自閉スペクトラム症(ASD)という言葉は、近年、徐々に社会の中で浸透してきました。しかし、その中でも「女性のASD」については、まだまだ理解が十分とは言えません。特に“受動型”と呼ばれるタイプの女性のASDは、周囲から気づかれにくく、「困っているのに支援が届かない」という状況に陥りがちです。
この記事では、女性のASD(受動型)の特性が現れやすい3つの場面を通じて、その特徴と気づくためのポイントを解説します。本人や周囲の人が理解を深めることで、生きづらさの軽減や適切な支援につながるきっかけになれば幸いです。

受動型ASDの女性は、目立ったトラブルを起こさず、周囲の期待に応えようとする傾向が強いです。そのため、学校では「まじめでおとなしい子」、職場では「素直で指示に従う人」として見られることが多く、問題が表面化しにくくなります。
しかし、その内面では「何を考えているか分からない」「指示がないと動けない」「突然パニックになる」といった特性が隠れていることもあります。周囲の目を気にして、必死に空気を読もうとするあまり、常に過緊張状態になってしまっている場合もあります。
たとえば、曖昧な指示に対応できず混乱してしまったり、同僚との雑談についていけず一人で悩んでいたりしても、それを表に出さず我慢していることが少なくありません。「ちゃんとしているのに、急に体調を崩す」「責任感が強すぎて潰れてしまう」といった状況がある場合、その背景にASDの特性が隠れている可能性があります。

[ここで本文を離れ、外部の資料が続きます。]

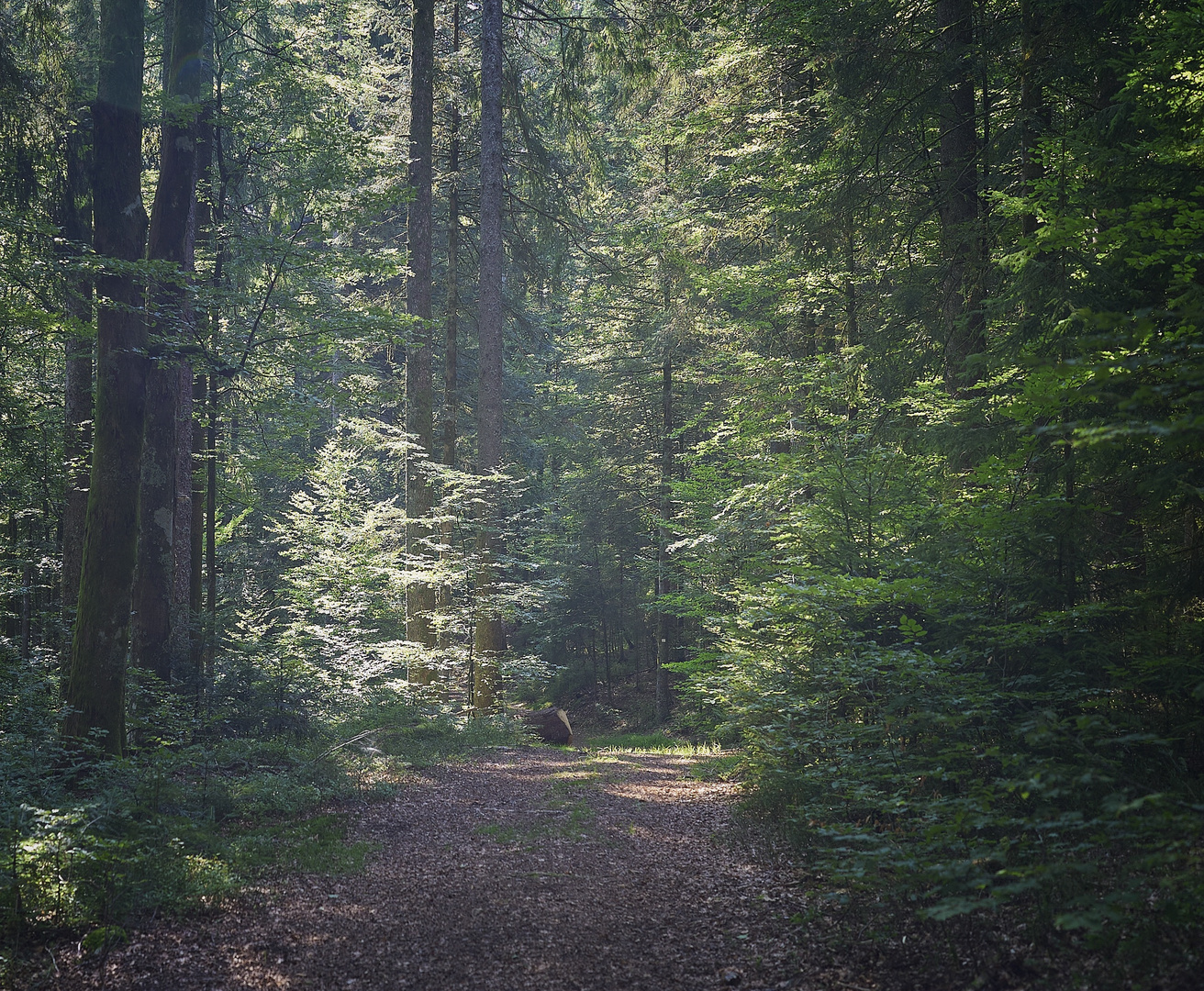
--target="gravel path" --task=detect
[54,748,856,991]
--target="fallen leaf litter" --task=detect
[53,748,866,991]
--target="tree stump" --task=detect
[521,708,574,744]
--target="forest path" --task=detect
[57,747,838,991]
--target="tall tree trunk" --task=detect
[64,0,147,753]
[406,0,435,684]
[61,106,94,635]
[443,0,460,468]
[188,374,207,684]
[436,0,460,648]
[474,0,506,712]
[656,344,676,722]
[937,0,985,393]
[130,0,206,682]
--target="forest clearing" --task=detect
[0,0,1204,991]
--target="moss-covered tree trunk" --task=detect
[61,110,94,635]
[656,344,676,722]
[130,0,207,682]
[474,0,506,712]
[64,0,147,753]
[406,0,435,684]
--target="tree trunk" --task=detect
[443,0,460,468]
[474,0,506,712]
[130,0,206,682]
[937,0,985,393]
[62,110,94,635]
[406,0,435,684]
[188,374,206,693]
[64,0,147,753]
[656,346,676,722]
[436,0,460,649]
[1020,0,1050,235]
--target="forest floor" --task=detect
[43,747,1088,991]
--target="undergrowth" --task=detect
[0,659,518,984]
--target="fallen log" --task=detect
[518,708,574,744]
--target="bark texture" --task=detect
[474,0,506,712]
[443,0,460,468]
[64,0,147,753]
[406,0,435,684]
[130,0,206,682]
[656,347,676,722]
[61,123,94,626]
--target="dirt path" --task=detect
[55,748,856,991]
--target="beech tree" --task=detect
[65,0,147,753]
[130,0,208,682]
[474,0,506,710]
[406,0,436,683]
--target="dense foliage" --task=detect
[0,0,1204,982]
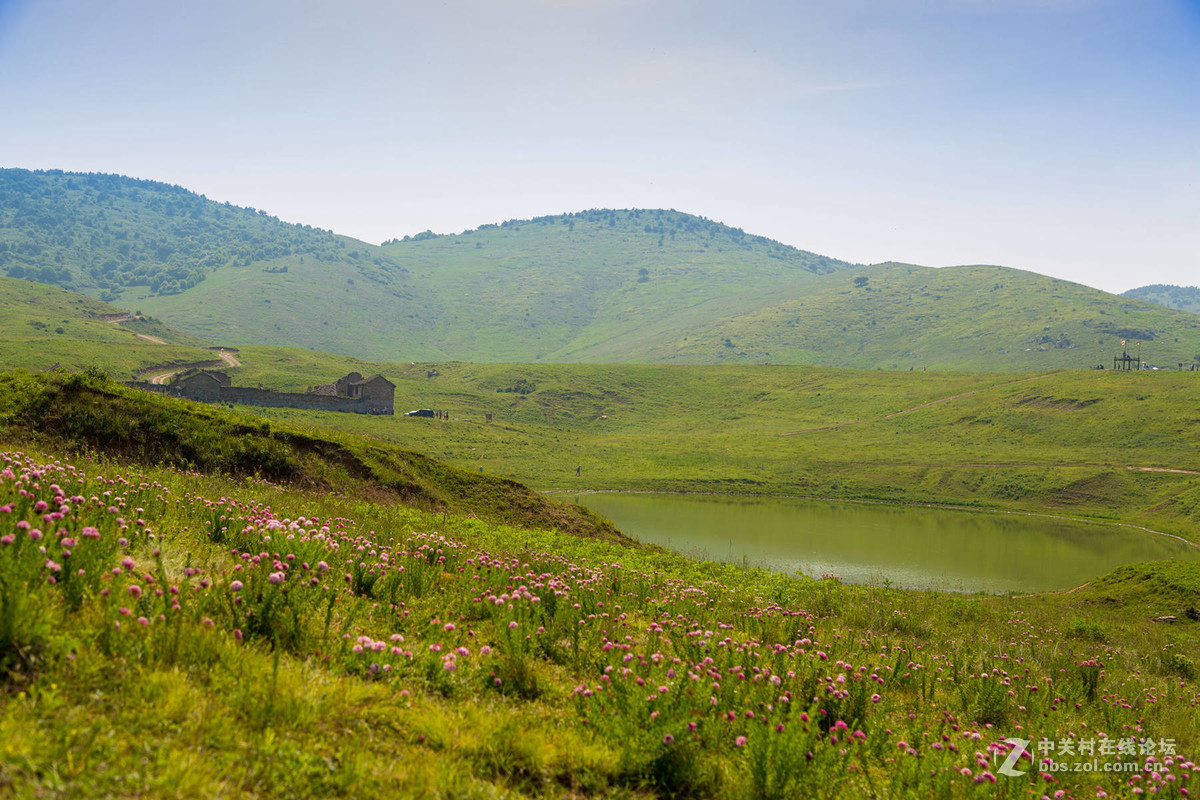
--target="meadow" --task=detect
[0,431,1200,798]
[220,348,1200,541]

受動型ASDの女性は、他者の感情を優先するあまり、自分の気持ちを後回しにしてしまう傾向があります。「空気を読まなければいけない」「みんなに合わせなければならない」と思い込み、自分の意見を主張することに強い不安や罪悪感を抱えるのです。
このような特徴は、一見すると「協調性がある」と受け取られがちですが、実際には大きなストレスを抱えています。断りたい誘いや頼まれごとを受け入れ続けるうちに、疲弊してしまい、結果として人間関係を避けるようになってしまうこともあります。
また、相手に合わせるあまり、自分の意思を見失ってしまうケースもあります。たとえば、友人との約束を無理に引き受けてしまい、体調を崩してしまったり、恋人に支配されるような関係になってしまったりする場合もあります。「なぜあの時、NOと言えなかったのか」と自己嫌悪に陥ることも多く、対人関係の悩みは深刻になりがちです。

受動型ASDの女性は、日中の社会的なふるまいの中で多くのエネルギーを消耗しています。人との会話、感情の調整、表情のコントロール、言葉選び――それらすべてを意識的に行うことで、自分を「普通に」見せようとしているのです。
そのため、家に帰って一人になると、緊張の糸が切れ、まったく動けなくなってしまうことがあります。食事や入浴すらままならない、何も考えられない、横になったまま何時間も過ごしてしまう――そんな状況が日常的に起きている場合、単なる「疲れ」ではなく、ASDの特性による過負荷の可能性があります。
このような「エネルギー切れ」は、外からは見えにくく、本人も「自分が怠けているだけ」と誤解してしまうことがあります。けれども実際には、人一倍努力して日常生活を維持しており、その反動が一気に出ているだけなのです。
受動型ASDの女性は、自分の中で葛藤を抱えていても、周囲には「困っていない人」として映ることが多いため、支援の対象になりにくい傾向があります。しかし実際には、強いストレス、不安、過緊張、自己否定などを日常的に抱えており、心身の不調を起こしやすいのです。
学校では不登校、職場では離職、家庭内ではメンタル不調といった形で初めて表面化することも少なくありません。その時になって初めて、「あの子、実は無理をしていたのかもしれない」と気づくことも多いのです。
ASDという診断がすぐに必要かどうかはともかくとして、「もしかして、そういう特性があるのかもしれない」と気づくことが重要です。そして、その特性に合わせた生活環境の調整や、無理をしない働き方、人間関係の築き方を模索していくことで、心の安定が得られる可能性が高まります。
また、周囲の人が理解を持つことも非常に大切です。本人が自分の特性を否定せずに受け入れられるよう、温かく見守ることが、何よりも有効な支援になります。
女性のASD(受動型)は、目立たないからこそ見過ごされやすく、支援の手が届きにくいという現実があります。しかし、ちょっとした気づきが、その人にとっての大きな転機になることもあります。「なんとなく生きづらそう」「疲れているように見える」――そんな小さな違和感を大切にし、理解を深めていくことで、誰もが生きやすい社会に一歩近づけるのではないでしょうか。